Suite aux résultats décevants de ses deux films suivants, son contrat à la Fox ne sera pas renouvelé. L’échec de la fée blanche (à la RKO en 1945) et de la Comtesse de Monte Cristo (Universal 1948), son premier film en couleurs, vont clore sa carrière à l’écran. De toute façon, les exigences salariales de Sonja n’étaient plus à la hauteur de son succès dans les salles obscures. Elle se tourne alors plus que jamais vers les revues sur glace dont les célèbres « Holidays on ice », et des tournées dans le monde entier. Hélas, avec les années et l’alcool, les mariages ratés et les illusions perdues (son coup de foudre pour Clark Gable ne débouche sur rien de durable), ses talents s’amenuisent, ses sauts périlleux ne décollent quasiment plus du sol… et elle finit, à sa grande honte, pas s’étaler sur la patinoire lors d’un spectacle au Brésil.[img]Après un petit film tourné à Londres en 1958, Sonja quitte complètement le show business. Multi millionnaire, elle est à l’abri du souci et consacre son temps à l’achat et la collection d’œuvres d’art moderne pour lesquelles elle a un goût très sûr.Elle meurt en 1969 de la leucémie. Peu avant son décès, elle avait offert à la ville D’Oslo un musée d’art moderne, avec les nombreuses toiles qu’elle avait amassées par le passé.Malgré quelques tentatives, Hollywood ne parviendra pas à lancer durablement d’autres patineuses à l’écran : Belita (décédée en France en 2005) tournera un peu dans les années 40, Vera Ralston se tournera rapidement vers les westerns.
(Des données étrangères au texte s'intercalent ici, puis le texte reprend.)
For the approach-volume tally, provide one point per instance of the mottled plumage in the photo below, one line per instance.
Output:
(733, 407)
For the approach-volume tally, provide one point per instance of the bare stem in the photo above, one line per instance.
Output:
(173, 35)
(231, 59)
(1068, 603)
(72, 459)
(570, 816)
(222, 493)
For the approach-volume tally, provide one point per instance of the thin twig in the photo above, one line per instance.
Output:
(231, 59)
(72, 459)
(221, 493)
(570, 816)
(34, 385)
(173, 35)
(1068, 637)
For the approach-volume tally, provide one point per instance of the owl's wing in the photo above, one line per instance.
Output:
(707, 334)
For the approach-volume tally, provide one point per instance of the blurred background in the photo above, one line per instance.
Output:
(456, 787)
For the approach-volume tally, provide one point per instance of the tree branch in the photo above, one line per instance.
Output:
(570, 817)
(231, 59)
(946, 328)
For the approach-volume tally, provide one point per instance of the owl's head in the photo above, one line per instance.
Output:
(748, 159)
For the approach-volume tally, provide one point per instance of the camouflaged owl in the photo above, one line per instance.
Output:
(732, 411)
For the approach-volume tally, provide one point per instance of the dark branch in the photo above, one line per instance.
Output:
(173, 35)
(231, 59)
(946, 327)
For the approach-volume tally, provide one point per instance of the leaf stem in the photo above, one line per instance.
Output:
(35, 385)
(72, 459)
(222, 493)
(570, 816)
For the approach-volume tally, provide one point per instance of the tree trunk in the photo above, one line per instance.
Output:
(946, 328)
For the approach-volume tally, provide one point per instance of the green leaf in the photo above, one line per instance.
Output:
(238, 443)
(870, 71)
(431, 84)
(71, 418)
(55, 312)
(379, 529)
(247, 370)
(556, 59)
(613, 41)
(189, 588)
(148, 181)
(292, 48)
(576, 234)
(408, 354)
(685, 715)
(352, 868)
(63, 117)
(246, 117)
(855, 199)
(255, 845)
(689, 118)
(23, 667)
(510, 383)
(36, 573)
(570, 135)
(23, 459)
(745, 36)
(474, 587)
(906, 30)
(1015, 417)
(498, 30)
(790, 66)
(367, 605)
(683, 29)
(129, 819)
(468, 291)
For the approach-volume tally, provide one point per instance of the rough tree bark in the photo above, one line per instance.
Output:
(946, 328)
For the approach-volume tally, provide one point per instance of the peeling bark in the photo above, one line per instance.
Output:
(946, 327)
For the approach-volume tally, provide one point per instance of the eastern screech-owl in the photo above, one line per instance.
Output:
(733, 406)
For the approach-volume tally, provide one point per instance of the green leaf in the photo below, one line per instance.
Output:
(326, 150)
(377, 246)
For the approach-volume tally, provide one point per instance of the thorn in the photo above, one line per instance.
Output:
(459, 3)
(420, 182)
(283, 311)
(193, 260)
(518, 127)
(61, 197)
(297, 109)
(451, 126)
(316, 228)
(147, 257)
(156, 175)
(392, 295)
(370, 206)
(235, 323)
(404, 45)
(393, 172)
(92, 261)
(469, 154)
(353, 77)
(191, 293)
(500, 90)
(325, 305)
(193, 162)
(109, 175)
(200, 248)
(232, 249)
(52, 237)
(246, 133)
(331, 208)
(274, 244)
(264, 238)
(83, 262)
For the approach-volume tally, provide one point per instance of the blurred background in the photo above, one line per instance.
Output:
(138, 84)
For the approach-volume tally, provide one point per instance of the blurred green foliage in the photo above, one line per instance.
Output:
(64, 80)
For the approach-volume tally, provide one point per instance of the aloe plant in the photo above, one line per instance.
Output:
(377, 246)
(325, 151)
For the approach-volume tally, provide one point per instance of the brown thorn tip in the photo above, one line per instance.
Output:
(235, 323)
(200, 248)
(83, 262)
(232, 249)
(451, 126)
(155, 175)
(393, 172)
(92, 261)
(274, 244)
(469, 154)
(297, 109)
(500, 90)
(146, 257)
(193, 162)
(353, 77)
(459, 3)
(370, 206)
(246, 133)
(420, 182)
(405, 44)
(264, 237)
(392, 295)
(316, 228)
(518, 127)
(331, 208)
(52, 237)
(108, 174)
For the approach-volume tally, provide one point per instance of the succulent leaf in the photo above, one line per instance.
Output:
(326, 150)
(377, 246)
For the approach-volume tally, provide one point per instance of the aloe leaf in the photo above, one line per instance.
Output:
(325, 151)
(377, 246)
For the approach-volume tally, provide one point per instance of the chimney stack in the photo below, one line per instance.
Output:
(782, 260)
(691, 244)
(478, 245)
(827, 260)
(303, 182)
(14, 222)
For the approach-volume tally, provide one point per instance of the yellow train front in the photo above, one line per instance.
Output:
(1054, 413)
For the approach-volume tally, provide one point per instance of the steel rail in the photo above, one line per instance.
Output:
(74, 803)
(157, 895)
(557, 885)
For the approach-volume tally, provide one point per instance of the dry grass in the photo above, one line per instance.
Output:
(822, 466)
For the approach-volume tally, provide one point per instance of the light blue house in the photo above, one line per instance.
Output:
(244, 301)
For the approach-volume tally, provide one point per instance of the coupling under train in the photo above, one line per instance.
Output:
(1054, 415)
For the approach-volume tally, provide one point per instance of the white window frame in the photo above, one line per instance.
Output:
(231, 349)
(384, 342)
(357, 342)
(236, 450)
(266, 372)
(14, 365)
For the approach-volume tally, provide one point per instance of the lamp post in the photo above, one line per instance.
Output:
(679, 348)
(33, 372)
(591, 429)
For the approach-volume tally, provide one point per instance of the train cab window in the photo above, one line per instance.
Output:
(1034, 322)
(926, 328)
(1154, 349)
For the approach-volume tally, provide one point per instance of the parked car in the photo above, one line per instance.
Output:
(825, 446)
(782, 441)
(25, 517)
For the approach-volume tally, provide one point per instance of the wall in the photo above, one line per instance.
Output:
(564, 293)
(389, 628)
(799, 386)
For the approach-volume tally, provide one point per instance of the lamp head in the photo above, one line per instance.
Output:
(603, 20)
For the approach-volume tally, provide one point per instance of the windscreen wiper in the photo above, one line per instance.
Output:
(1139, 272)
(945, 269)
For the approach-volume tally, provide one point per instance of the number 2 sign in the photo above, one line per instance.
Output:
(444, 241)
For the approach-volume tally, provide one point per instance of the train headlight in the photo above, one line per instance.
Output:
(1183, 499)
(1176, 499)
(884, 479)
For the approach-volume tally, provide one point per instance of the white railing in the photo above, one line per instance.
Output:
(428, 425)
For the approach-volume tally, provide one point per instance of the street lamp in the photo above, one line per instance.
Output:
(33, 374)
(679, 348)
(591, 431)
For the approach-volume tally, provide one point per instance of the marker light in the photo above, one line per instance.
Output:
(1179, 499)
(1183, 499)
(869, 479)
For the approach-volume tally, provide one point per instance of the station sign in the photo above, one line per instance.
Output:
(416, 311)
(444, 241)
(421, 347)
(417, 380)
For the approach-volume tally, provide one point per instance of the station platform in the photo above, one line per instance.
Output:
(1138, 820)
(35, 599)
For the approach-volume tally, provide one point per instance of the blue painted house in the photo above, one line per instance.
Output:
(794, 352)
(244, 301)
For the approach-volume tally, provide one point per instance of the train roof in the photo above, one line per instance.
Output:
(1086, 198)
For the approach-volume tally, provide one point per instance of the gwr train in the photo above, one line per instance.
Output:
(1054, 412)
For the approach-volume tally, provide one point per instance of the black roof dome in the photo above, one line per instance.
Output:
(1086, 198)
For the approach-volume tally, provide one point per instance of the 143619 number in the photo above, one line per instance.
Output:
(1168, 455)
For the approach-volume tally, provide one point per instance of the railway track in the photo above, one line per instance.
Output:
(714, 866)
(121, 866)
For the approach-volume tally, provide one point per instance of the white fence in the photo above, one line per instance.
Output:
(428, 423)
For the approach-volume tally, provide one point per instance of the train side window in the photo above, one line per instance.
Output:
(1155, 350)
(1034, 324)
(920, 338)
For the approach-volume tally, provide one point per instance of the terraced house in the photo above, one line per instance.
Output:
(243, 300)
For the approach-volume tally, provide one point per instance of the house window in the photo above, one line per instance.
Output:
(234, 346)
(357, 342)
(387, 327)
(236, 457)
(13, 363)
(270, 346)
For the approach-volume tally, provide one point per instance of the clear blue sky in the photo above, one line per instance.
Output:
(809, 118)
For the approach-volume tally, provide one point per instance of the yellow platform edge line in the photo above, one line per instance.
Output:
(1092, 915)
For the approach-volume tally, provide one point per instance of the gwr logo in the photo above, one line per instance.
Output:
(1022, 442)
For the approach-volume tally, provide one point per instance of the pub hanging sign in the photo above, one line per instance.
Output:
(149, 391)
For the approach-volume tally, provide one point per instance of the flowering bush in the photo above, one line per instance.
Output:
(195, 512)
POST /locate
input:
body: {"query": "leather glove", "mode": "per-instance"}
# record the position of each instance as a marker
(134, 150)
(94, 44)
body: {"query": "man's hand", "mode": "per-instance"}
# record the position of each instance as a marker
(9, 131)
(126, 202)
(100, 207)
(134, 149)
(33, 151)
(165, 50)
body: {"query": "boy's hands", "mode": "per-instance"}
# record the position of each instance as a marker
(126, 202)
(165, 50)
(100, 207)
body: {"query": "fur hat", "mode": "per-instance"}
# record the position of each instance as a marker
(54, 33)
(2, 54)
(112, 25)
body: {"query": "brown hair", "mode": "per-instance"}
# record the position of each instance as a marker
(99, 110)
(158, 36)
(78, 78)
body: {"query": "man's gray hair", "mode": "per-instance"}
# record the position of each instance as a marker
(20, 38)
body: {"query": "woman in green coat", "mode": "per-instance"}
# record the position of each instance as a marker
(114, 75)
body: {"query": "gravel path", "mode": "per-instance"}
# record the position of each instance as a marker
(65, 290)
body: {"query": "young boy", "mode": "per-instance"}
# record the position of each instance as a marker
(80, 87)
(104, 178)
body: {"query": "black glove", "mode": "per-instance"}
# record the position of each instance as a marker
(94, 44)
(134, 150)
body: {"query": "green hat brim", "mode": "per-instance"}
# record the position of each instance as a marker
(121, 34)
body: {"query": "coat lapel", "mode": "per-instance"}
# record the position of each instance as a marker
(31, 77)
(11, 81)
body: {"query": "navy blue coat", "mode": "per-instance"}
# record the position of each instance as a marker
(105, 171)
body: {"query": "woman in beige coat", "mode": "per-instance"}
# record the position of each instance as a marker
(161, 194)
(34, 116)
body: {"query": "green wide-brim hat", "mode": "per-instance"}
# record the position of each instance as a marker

La patineuse Belita finira sa vie en France. Elle tient un tout petit rôle dans la belle de Moscou (sans patins).


Il serait plus opportun d’aborder la carrière de Vera Ralston, la femme du patron de la Républic, dans le topic sur les actrices de western car l'ex- collègue de Sonja a rapidement abandonné les films sur glace.
En Allemagne, plusieurs films sur glace triompheront sur les écrans. Si techniquement, ceux ci sont moins bien filmés qu’aux USA (pour les films d’Henie, des caméras pivotantes avaient été fixées au milieu de la patinoire pour mieux suivre ses mouvements), les numéros dansés sur glace sont curieusement mis en scène avec plus d’imagination : notamment dans le rêve blanc 1943 (un des plus gros succès du cinéma de l’époque nazie avec Wolf Albach Retty le père de Romy Schneider), rêve de jeune fille (1958) avec la championne Ina Bauer (peut être encore plus mauvaise actrice que Sonja, mais brillante patineuse) et le skieur Toni Sailer, puis dans les années 60, les films du couple Hans Jürgen Baumler et Marika Kilius (enfin, pour les passages sur glace, le reste n’étant que comédie insignifiante).